5. Get fresh cluster config from cloud:

   ibmcloud cs cluster config --cluster <cluster-name>

Note: I am using ibmcloud for my cluster so last command could be different in your case

Answer 8

In general, many different .kube/config file errors will trigger this error message. In my case it was that I simply specified the wrong cluster name in my config file (and spent MANY hours trying to debug it).

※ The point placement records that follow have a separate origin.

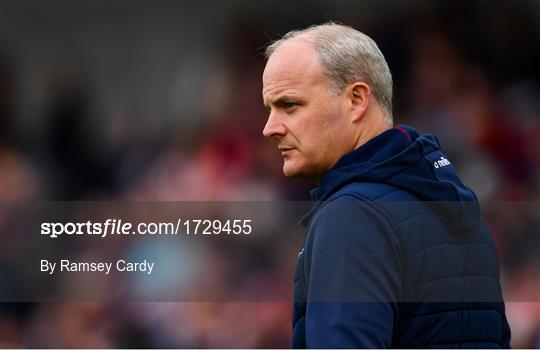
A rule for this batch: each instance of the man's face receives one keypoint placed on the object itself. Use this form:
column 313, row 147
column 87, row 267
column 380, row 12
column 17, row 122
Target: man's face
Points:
column 311, row 124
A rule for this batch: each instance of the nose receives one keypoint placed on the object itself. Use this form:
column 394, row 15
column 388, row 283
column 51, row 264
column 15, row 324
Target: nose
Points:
column 274, row 128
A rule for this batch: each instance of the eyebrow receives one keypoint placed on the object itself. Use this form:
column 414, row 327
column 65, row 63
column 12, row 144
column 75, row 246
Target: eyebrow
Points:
column 282, row 99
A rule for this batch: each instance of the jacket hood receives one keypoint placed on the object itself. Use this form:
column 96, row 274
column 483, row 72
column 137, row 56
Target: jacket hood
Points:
column 415, row 163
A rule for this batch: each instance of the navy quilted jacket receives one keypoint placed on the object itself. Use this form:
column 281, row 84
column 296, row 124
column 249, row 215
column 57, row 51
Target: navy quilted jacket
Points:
column 397, row 255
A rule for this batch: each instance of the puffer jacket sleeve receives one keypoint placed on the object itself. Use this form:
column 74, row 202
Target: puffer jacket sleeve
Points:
column 353, row 277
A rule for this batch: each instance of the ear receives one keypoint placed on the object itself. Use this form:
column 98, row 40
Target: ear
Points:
column 360, row 95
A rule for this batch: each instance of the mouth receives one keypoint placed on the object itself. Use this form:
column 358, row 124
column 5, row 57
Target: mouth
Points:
column 284, row 150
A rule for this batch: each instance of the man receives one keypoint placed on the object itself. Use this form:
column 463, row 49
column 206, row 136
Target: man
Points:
column 396, row 253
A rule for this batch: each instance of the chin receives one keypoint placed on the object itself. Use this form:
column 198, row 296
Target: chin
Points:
column 291, row 170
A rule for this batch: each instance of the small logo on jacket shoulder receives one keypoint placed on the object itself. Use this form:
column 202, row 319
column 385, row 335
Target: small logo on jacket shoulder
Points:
column 443, row 162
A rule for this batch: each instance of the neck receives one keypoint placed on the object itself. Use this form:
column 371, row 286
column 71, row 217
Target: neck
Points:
column 372, row 125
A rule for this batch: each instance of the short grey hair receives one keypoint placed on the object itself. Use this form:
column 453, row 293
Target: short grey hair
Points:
column 348, row 56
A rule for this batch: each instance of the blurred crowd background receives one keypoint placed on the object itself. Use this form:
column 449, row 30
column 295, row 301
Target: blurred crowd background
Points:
column 161, row 101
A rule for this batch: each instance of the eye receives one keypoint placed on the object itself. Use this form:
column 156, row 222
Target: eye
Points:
column 289, row 105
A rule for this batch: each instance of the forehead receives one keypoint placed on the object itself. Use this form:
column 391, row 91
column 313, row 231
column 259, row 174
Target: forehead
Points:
column 294, row 65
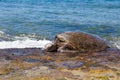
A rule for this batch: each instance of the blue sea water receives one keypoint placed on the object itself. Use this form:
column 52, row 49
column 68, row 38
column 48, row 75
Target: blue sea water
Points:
column 35, row 20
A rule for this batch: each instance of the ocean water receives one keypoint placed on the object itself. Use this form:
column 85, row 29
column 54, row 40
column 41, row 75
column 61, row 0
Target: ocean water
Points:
column 34, row 23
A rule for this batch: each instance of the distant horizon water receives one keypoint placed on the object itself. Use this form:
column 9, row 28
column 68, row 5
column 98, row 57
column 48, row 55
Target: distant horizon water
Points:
column 34, row 23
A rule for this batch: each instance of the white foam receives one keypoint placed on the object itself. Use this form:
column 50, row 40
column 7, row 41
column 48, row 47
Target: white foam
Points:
column 28, row 43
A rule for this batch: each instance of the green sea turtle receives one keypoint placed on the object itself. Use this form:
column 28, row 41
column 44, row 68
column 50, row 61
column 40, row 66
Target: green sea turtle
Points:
column 77, row 42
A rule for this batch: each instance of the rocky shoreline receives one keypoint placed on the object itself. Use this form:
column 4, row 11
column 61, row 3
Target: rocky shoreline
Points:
column 37, row 64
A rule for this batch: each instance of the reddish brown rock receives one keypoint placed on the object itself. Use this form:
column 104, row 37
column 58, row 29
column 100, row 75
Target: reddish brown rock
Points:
column 77, row 42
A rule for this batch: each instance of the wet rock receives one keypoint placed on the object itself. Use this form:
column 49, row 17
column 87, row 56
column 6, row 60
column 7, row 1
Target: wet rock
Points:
column 77, row 42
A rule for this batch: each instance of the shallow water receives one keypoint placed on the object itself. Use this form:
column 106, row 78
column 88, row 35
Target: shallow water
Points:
column 24, row 22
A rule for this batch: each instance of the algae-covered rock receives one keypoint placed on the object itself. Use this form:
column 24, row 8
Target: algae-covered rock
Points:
column 77, row 41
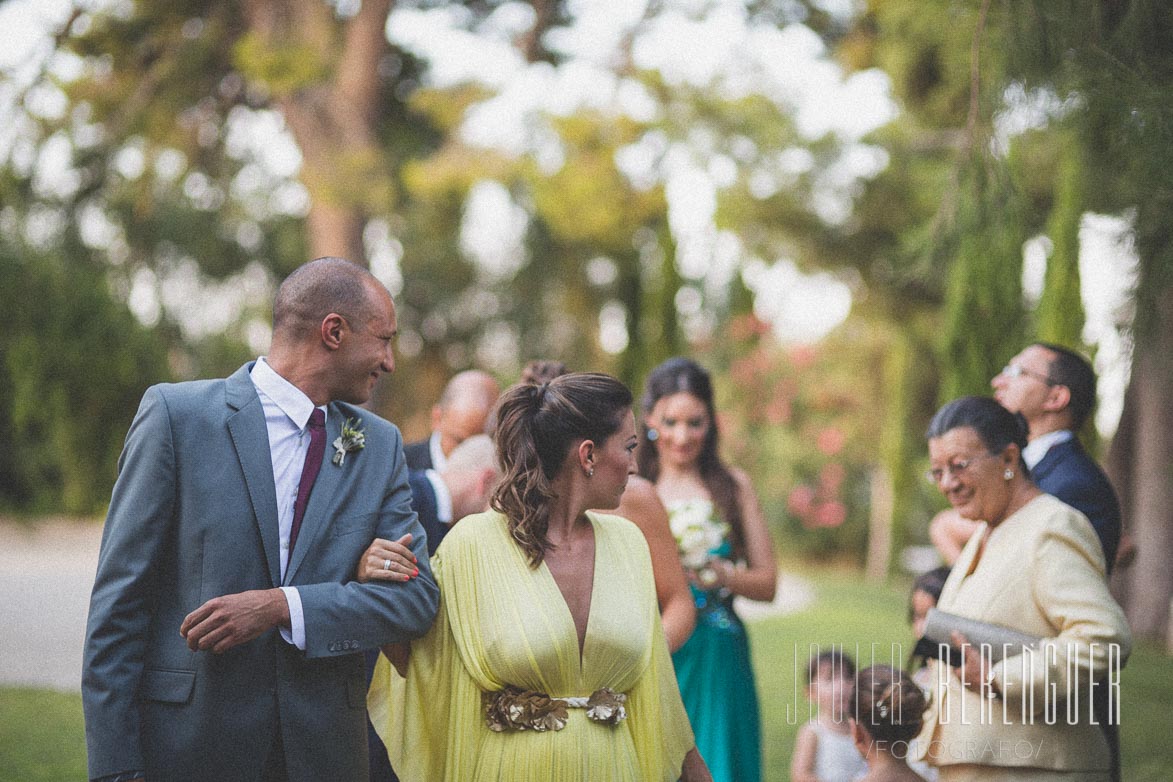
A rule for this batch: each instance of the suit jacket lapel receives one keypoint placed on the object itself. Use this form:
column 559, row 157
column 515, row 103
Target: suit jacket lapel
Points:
column 1052, row 456
column 250, row 437
column 321, row 497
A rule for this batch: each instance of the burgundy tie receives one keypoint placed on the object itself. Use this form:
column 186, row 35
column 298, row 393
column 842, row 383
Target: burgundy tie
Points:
column 310, row 471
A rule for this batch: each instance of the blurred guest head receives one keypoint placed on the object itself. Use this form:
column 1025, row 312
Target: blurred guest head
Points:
column 1051, row 386
column 463, row 408
column 470, row 474
column 887, row 704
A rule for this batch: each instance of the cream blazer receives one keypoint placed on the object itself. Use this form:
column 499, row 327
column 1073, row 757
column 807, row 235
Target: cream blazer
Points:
column 1042, row 572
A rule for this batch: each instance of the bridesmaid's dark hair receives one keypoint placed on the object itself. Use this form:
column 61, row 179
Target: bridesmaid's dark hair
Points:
column 672, row 376
column 537, row 424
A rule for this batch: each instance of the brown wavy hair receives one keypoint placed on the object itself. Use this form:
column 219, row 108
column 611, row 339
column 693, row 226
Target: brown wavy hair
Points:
column 672, row 376
column 537, row 424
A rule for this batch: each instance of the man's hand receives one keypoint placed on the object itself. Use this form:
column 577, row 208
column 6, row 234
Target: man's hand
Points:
column 232, row 619
column 387, row 561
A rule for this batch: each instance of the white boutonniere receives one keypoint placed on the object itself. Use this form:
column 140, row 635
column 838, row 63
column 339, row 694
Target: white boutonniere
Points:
column 352, row 440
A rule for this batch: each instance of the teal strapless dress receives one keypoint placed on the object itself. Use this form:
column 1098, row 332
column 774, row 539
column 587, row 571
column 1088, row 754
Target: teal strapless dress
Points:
column 717, row 686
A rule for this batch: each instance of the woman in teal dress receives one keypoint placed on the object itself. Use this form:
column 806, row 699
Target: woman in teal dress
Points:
column 726, row 551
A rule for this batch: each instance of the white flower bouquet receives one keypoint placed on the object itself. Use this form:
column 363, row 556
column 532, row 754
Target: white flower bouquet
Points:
column 697, row 532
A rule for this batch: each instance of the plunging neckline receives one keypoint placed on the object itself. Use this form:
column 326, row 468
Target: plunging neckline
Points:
column 590, row 598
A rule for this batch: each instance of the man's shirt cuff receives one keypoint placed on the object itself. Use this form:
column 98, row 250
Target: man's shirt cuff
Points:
column 296, row 632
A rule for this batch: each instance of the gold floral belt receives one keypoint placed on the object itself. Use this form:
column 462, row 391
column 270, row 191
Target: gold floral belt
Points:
column 514, row 708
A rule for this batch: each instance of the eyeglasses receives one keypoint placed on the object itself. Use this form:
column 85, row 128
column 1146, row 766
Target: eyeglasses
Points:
column 956, row 468
column 1015, row 371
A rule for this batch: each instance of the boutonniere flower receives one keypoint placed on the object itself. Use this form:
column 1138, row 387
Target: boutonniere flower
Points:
column 352, row 440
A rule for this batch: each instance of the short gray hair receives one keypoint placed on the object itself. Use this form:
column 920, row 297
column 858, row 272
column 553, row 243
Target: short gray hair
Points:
column 316, row 290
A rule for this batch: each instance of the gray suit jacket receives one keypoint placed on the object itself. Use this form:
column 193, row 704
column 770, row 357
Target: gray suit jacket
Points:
column 194, row 516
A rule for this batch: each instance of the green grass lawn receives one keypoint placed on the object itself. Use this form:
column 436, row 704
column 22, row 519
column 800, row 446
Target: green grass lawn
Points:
column 41, row 733
column 849, row 612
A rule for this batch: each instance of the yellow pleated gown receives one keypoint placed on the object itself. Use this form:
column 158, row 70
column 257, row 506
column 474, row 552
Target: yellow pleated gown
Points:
column 502, row 623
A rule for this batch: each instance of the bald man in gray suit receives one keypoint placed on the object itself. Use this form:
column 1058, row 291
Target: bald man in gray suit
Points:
column 225, row 633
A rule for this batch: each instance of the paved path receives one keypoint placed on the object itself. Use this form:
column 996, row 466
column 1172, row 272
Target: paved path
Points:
column 46, row 575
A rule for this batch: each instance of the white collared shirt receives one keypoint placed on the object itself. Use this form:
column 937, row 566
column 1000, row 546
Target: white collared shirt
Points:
column 439, row 461
column 1036, row 449
column 286, row 417
column 443, row 497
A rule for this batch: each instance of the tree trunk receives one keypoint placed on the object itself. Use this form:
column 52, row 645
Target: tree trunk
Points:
column 1151, row 480
column 333, row 118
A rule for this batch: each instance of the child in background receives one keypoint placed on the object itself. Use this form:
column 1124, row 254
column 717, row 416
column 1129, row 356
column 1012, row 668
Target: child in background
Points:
column 886, row 712
column 824, row 750
column 924, row 596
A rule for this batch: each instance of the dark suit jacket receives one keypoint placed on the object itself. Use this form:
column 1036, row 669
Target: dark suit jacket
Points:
column 1066, row 471
column 194, row 516
column 424, row 503
column 419, row 455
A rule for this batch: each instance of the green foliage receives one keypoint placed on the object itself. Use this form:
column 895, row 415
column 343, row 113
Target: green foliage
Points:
column 73, row 365
column 797, row 420
column 280, row 70
column 1060, row 310
column 984, row 314
column 42, row 736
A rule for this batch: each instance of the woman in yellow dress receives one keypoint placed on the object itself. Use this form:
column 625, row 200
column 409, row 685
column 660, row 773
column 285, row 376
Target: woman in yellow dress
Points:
column 547, row 660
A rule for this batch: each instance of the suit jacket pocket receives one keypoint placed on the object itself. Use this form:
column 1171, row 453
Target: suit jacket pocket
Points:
column 168, row 685
column 356, row 691
column 354, row 524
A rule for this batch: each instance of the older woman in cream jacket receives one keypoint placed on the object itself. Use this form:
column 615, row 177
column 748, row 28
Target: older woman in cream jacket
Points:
column 1033, row 565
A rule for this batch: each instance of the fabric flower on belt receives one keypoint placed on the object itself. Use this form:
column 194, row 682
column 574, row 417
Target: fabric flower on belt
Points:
column 607, row 706
column 522, row 709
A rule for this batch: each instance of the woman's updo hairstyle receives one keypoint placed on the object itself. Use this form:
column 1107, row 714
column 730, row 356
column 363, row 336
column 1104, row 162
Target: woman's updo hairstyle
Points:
column 888, row 704
column 537, row 424
column 672, row 376
column 995, row 424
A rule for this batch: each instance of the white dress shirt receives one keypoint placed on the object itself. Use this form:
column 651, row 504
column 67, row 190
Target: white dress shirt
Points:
column 1036, row 449
column 439, row 461
column 286, row 417
column 443, row 497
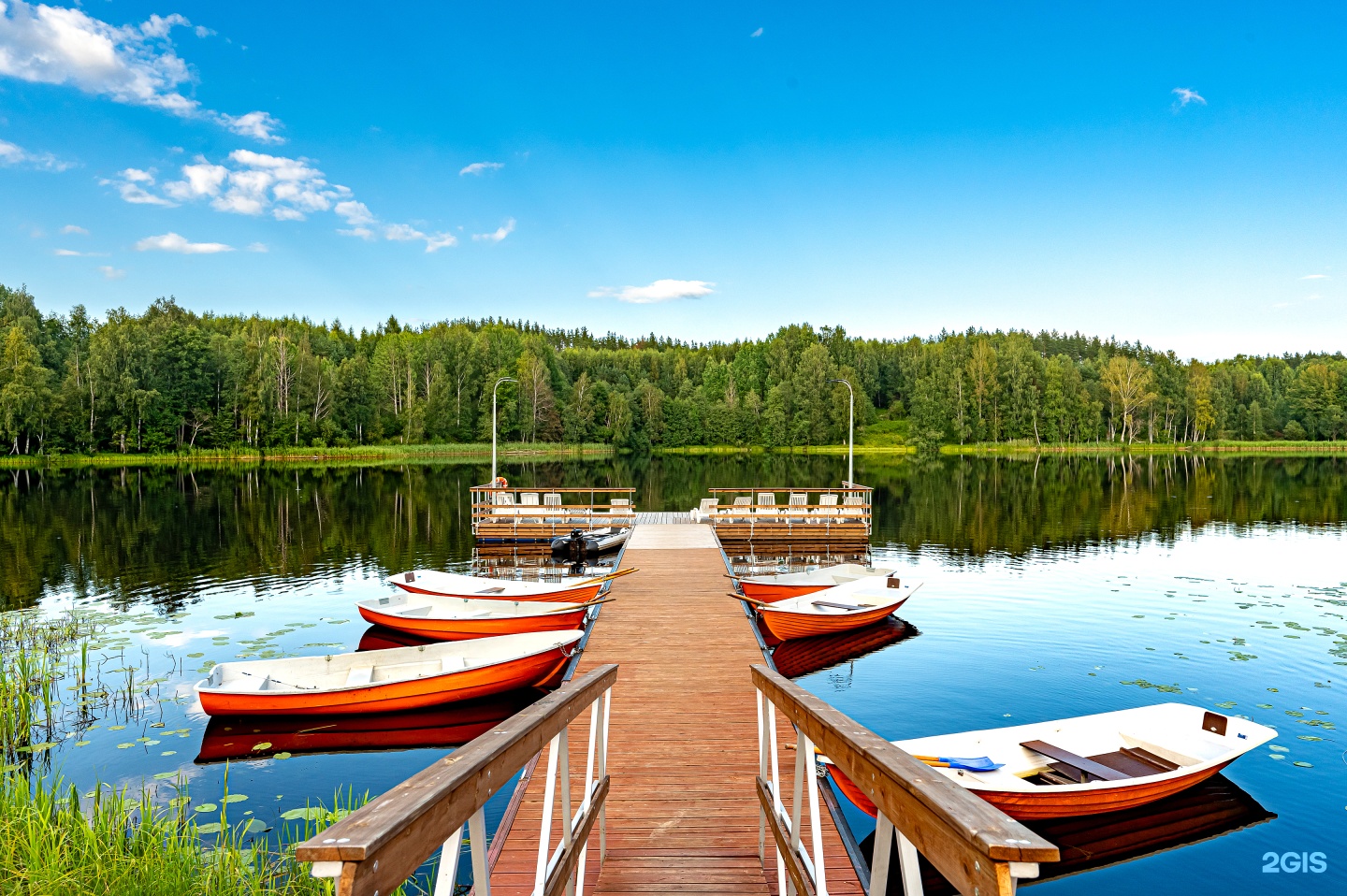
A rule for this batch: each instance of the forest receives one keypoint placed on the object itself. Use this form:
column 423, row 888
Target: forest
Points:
column 175, row 380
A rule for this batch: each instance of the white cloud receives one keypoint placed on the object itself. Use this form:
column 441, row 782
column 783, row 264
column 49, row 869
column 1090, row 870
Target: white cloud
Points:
column 437, row 241
column 500, row 233
column 403, row 233
column 135, row 65
column 287, row 189
column 175, row 243
column 658, row 291
column 131, row 183
column 1188, row 94
column 15, row 153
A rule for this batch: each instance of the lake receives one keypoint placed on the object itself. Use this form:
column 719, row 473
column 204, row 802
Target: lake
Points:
column 1053, row 586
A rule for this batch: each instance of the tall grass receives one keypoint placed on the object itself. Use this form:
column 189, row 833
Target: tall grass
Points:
column 52, row 841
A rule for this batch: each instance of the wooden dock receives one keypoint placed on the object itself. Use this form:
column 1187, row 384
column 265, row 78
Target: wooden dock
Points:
column 683, row 811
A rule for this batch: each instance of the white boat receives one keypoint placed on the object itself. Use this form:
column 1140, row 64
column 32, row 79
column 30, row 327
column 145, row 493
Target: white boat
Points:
column 1087, row 764
column 781, row 585
column 388, row 681
column 569, row 589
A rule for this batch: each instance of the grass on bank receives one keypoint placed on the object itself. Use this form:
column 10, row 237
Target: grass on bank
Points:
column 52, row 840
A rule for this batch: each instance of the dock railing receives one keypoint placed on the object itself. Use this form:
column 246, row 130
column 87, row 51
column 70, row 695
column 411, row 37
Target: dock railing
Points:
column 845, row 513
column 380, row 845
column 538, row 513
column 979, row 849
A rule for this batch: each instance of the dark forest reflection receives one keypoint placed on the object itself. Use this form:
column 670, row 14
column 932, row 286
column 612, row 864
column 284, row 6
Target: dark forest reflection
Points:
column 165, row 534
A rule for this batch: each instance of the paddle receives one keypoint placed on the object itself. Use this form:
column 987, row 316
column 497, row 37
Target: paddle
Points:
column 579, row 606
column 970, row 764
column 746, row 600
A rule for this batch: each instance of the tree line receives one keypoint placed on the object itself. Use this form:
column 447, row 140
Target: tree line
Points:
column 171, row 380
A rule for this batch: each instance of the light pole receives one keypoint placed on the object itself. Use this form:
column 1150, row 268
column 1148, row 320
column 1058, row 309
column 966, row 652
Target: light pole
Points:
column 504, row 379
column 850, row 431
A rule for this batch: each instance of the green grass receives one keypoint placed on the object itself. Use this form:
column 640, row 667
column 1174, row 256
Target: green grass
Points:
column 361, row 455
column 52, row 840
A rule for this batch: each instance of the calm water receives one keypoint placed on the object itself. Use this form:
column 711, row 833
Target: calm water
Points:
column 1052, row 587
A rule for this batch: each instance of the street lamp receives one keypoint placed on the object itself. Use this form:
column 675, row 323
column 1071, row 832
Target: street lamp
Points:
column 504, row 379
column 850, row 431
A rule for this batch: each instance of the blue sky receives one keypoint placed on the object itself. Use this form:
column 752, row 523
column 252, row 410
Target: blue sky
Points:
column 697, row 170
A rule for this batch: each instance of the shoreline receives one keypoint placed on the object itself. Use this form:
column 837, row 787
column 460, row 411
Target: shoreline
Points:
column 368, row 455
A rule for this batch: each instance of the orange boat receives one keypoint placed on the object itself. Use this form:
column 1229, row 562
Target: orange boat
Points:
column 572, row 589
column 836, row 609
column 780, row 586
column 388, row 681
column 239, row 739
column 1089, row 764
column 456, row 618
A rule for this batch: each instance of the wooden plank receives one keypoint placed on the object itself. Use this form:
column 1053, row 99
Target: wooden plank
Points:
column 682, row 813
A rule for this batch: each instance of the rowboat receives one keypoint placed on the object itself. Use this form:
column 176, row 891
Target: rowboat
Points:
column 456, row 618
column 836, row 609
column 807, row 655
column 1089, row 764
column 574, row 589
column 1205, row 811
column 385, row 681
column 441, row 727
column 783, row 585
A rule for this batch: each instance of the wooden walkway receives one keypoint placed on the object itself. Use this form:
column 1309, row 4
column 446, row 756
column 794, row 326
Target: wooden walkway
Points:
column 682, row 814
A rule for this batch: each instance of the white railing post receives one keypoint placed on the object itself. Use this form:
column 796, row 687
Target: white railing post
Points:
column 880, row 856
column 820, row 878
column 911, row 864
column 544, row 837
column 447, row 876
column 477, row 834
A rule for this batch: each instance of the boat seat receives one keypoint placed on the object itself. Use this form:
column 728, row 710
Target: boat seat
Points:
column 1078, row 768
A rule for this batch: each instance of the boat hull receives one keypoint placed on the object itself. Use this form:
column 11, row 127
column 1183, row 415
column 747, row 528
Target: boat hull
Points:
column 1061, row 804
column 392, row 697
column 464, row 629
column 789, row 626
column 774, row 593
column 563, row 596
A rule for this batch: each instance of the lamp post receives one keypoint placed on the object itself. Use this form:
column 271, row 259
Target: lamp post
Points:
column 504, row 379
column 850, row 431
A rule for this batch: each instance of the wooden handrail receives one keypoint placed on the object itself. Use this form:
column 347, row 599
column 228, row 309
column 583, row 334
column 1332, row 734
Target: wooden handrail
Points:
column 825, row 489
column 382, row 844
column 967, row 840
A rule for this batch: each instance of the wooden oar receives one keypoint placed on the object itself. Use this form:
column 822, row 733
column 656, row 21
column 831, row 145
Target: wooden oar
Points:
column 579, row 606
column 609, row 577
column 746, row 600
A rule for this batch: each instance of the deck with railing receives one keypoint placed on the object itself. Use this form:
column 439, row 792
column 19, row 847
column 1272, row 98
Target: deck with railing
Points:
column 805, row 517
column 504, row 515
column 698, row 773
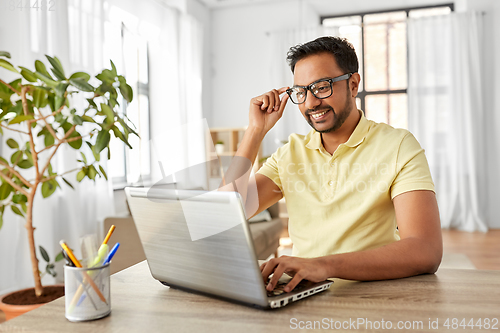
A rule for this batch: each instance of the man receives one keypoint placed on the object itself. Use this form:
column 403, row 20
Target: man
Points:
column 359, row 194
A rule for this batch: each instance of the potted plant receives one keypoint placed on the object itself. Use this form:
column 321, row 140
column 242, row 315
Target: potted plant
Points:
column 219, row 147
column 40, row 108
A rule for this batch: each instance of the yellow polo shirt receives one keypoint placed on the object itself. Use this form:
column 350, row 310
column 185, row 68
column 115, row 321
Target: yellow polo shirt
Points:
column 343, row 202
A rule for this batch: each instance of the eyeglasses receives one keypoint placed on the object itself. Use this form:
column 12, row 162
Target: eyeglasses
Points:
column 320, row 89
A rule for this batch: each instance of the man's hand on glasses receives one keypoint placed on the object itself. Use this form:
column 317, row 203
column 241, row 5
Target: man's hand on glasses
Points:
column 267, row 109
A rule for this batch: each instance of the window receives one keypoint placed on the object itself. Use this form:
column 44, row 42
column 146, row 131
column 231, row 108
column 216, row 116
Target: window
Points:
column 380, row 41
column 129, row 52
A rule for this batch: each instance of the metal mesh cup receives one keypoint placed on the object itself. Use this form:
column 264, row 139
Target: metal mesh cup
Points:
column 87, row 292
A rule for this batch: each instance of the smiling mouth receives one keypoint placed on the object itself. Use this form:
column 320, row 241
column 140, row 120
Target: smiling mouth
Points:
column 319, row 115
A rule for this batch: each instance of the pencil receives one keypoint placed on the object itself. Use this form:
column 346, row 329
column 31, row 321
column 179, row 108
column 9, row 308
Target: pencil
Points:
column 88, row 278
column 110, row 232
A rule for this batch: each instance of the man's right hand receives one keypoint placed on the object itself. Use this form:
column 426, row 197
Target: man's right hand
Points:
column 267, row 109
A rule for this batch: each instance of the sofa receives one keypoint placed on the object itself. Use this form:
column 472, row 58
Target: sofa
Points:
column 265, row 234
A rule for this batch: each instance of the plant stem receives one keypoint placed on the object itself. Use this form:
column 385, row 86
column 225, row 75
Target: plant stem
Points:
column 17, row 174
column 31, row 242
column 10, row 87
column 31, row 197
column 11, row 129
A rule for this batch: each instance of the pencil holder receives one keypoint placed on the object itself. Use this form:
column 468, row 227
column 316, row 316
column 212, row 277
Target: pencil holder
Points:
column 87, row 292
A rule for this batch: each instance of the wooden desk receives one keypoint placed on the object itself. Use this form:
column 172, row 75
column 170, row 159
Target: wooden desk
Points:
column 141, row 304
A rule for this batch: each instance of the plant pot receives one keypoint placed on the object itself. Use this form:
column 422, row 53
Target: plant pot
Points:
column 219, row 149
column 19, row 302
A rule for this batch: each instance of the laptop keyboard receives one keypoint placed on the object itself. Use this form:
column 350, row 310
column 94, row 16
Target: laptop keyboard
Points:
column 278, row 290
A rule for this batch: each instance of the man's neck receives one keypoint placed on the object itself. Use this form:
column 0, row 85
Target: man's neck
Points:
column 334, row 139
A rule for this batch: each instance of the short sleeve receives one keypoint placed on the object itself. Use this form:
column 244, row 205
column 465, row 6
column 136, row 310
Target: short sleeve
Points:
column 270, row 169
column 412, row 169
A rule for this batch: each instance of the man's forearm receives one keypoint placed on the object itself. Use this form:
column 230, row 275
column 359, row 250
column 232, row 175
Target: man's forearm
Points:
column 239, row 171
column 407, row 257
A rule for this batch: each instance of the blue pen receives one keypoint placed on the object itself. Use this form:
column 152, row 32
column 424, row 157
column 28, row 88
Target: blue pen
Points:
column 106, row 261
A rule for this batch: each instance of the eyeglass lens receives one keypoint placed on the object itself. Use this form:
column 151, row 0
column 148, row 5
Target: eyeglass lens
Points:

When I specified the wrong cluster name, I received 2 requests for MFA token codes, followed by the error: You must be logged in to the server (the server has asked for the client to provide credentials) message.

Example:

# kubectl create -f scripts/aws-auth-cm.yaml
Assume Role MFA token code: 123456
Assume Role MFA token code: 123456
could not get token: AccessDenied: MultiFactorAuthentication failed with invalid MFA one time pass code.

Answer 9

Looks like you misconfigured kublet:

You missed the --client-ca-file flag in your Kubelet Service File

That’s why you can get some general information from master, but can’t get access to nodes.

This flag is responsible for certificate; without this flag, you can not get access to the nodes.